Use a monitoring agent (e.g., Prometheus Node Exporter, Datadog Agent) to scrape journalctl --disk-usage or monitor the size of /var/log/journal/. A simple script for Prometheus Node Exporter’s textfile collector could look like this:

#!/bin/bash

# Path to the journal directory
JOURNAL_DIR="/var/log/journal"

# Check if journal directory exists
if [ ! -d "$JOURNAL_DIR" ]; then
    echo "journald_disk_usage_bytes 0"
    exit 0
fi

# Get disk usage in bytes
# Using du -sb for total size of the directory
# Alternatively, journalctl --disk-usage provides a human-readable output that can be parsed
# For simplicity and direct byte count:
DISK_USAGE=$(du -sb "$JOURNAL_DIR" | awk '{print $1}')

echo "journald_disk_usage_bytes $DISK_USAGE"

Save this script to a file like /etc/node_exporter/conf.d/journald_disk_usage.sh and ensure it’s executable. Configure Node Exporter to collect metrics from this directory.

Alerting on High Log Volume

Beyond disk space, consider alerting on unusually high log *rates*. This can be achieved by:

Using a log aggregation system (e.g., ELK stack, Splunk, Grafana Loki) to monitor log throughput per service or per host.
Setting up alerts in your monitoring system for specific error messages or high volumes of logs from critical services.

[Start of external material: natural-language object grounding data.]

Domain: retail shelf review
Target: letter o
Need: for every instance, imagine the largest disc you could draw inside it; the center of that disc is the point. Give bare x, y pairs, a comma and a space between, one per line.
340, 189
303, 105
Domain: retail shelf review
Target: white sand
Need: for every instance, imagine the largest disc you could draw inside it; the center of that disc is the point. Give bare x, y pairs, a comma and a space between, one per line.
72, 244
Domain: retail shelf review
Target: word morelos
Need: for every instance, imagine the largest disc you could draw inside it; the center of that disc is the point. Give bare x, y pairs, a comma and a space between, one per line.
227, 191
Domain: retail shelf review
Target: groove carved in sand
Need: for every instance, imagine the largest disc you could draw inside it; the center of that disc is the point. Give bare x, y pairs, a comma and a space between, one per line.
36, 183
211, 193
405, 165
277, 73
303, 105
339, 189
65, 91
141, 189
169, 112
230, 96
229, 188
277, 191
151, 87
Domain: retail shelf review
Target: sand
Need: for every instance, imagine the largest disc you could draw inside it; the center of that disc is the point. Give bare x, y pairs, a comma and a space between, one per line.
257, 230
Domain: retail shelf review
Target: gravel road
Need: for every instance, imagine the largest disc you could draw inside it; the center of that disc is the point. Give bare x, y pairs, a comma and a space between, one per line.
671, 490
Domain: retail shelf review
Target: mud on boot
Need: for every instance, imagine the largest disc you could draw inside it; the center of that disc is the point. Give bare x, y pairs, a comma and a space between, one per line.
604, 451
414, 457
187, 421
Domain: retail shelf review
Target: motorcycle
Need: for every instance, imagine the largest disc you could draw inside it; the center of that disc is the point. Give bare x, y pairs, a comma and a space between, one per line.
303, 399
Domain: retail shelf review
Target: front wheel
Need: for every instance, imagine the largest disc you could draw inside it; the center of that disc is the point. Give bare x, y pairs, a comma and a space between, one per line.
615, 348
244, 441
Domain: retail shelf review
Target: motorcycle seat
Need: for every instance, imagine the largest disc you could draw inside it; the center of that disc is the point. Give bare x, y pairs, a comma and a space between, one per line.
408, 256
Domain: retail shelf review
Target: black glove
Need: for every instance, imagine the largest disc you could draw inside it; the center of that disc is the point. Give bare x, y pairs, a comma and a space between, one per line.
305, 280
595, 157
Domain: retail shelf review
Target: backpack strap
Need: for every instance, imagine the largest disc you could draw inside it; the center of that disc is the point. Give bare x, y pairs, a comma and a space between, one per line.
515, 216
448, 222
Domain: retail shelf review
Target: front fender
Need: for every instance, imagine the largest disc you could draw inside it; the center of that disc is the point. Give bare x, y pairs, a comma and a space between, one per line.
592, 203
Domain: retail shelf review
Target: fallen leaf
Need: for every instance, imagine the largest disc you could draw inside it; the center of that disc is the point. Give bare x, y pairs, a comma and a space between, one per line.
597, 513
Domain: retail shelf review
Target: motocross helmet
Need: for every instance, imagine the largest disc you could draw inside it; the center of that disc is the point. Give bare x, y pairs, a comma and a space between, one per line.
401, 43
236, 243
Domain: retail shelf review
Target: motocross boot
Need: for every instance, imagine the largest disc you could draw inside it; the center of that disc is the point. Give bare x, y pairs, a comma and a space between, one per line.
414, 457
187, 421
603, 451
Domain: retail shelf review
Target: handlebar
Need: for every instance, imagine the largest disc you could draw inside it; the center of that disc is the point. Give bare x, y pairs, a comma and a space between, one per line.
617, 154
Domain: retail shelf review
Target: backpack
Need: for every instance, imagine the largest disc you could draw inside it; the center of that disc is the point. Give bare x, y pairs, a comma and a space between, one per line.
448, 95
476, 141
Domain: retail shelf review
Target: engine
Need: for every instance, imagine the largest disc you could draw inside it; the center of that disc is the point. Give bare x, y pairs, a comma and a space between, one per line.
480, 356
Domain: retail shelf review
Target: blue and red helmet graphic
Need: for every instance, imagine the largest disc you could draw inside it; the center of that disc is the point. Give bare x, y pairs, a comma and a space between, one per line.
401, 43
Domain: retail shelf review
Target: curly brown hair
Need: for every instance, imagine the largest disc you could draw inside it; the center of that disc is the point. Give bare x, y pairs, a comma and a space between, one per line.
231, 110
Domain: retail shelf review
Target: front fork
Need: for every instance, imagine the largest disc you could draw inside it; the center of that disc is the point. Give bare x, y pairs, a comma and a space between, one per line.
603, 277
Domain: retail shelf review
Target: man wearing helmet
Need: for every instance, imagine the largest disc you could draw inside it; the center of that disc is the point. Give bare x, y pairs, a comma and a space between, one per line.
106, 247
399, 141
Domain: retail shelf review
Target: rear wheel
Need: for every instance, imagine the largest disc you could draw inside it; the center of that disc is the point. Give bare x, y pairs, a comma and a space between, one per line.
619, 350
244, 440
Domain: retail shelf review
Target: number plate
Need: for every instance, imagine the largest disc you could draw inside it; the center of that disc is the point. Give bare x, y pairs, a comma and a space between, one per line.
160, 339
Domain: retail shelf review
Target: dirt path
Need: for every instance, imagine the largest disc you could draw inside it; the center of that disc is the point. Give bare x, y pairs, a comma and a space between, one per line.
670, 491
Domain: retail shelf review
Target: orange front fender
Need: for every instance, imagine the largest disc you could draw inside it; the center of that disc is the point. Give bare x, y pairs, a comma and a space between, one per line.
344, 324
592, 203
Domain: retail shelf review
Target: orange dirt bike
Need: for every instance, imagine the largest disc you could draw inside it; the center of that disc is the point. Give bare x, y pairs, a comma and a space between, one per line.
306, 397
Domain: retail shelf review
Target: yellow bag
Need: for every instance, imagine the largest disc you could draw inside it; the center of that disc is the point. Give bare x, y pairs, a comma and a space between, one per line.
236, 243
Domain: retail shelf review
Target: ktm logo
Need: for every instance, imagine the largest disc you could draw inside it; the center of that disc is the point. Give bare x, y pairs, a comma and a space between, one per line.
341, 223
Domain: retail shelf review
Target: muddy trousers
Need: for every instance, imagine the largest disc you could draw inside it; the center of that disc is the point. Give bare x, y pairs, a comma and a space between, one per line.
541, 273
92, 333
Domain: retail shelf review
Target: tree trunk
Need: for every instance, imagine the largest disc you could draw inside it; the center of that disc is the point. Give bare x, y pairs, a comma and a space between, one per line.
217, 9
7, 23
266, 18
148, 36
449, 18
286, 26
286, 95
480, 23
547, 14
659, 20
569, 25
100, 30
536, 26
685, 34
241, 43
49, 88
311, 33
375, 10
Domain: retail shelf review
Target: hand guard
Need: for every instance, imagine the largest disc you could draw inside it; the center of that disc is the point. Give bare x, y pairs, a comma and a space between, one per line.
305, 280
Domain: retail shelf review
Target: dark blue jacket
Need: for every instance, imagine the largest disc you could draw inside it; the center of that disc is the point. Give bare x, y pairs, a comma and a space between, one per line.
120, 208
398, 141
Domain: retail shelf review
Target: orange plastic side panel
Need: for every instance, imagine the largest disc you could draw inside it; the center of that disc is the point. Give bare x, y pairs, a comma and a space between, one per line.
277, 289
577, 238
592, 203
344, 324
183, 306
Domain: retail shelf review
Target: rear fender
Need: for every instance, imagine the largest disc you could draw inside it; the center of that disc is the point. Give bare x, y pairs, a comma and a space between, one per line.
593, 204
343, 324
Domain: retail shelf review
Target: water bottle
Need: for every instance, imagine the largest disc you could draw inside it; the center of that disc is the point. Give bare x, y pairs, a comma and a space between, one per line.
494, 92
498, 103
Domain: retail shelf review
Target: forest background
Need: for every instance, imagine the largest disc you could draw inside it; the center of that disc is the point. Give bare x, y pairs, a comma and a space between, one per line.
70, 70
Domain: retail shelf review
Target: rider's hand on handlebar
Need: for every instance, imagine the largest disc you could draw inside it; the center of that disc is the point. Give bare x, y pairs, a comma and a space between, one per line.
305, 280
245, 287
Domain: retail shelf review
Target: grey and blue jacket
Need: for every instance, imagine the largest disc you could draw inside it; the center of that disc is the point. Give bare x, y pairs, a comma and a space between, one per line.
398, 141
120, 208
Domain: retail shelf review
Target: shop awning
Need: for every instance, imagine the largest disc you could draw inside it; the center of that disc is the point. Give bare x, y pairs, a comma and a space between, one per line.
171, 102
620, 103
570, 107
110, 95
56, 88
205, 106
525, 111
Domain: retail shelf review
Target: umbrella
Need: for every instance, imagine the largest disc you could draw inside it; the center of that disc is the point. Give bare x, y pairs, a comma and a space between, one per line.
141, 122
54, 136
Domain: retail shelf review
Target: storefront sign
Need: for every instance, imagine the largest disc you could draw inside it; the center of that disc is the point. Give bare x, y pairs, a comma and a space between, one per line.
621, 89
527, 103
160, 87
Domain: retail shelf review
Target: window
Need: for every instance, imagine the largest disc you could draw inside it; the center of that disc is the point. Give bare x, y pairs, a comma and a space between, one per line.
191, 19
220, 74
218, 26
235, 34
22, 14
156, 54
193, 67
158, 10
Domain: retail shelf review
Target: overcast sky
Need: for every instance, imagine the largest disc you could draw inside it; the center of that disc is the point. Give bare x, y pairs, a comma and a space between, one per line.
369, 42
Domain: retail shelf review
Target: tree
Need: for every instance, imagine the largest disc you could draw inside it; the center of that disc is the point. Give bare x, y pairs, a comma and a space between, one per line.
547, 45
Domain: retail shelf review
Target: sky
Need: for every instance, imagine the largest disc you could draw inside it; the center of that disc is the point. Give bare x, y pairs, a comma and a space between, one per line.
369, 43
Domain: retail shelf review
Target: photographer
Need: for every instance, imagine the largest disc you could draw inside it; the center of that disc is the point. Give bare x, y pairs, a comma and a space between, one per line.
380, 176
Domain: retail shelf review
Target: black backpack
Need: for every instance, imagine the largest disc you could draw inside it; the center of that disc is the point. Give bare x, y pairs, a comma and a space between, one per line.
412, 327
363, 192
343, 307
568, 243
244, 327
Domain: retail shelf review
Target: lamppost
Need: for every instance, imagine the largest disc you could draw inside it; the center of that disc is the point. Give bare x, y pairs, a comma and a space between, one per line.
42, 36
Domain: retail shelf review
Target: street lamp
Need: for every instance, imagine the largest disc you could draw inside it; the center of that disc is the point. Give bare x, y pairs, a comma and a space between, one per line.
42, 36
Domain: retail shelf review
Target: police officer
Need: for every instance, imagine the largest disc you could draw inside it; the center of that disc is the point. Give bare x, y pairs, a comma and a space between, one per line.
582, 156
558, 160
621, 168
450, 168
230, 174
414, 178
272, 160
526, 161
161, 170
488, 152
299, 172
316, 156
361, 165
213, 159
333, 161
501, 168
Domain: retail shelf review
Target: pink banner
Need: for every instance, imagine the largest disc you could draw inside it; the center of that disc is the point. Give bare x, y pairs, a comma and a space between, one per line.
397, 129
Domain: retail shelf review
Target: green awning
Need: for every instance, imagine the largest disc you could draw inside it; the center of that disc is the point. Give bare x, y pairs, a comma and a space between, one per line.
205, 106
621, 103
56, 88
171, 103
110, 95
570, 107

For instance, in Grafana Loki, you could create a metric that counts log lines per minute for a specific application and alert if it exceeds a threshold.

Conclusion

Troubleshooting journald log spikes under heavy network load requires a multi-faceted approach. By systematically identifying log sources, understanding and configuring journald.conf, analyzing the impact of scraping tools, and adjusting application-level logging, you can effectively manage disk space and maintain system stability. Proactive monitoring and alerting are key to preventing recurrence.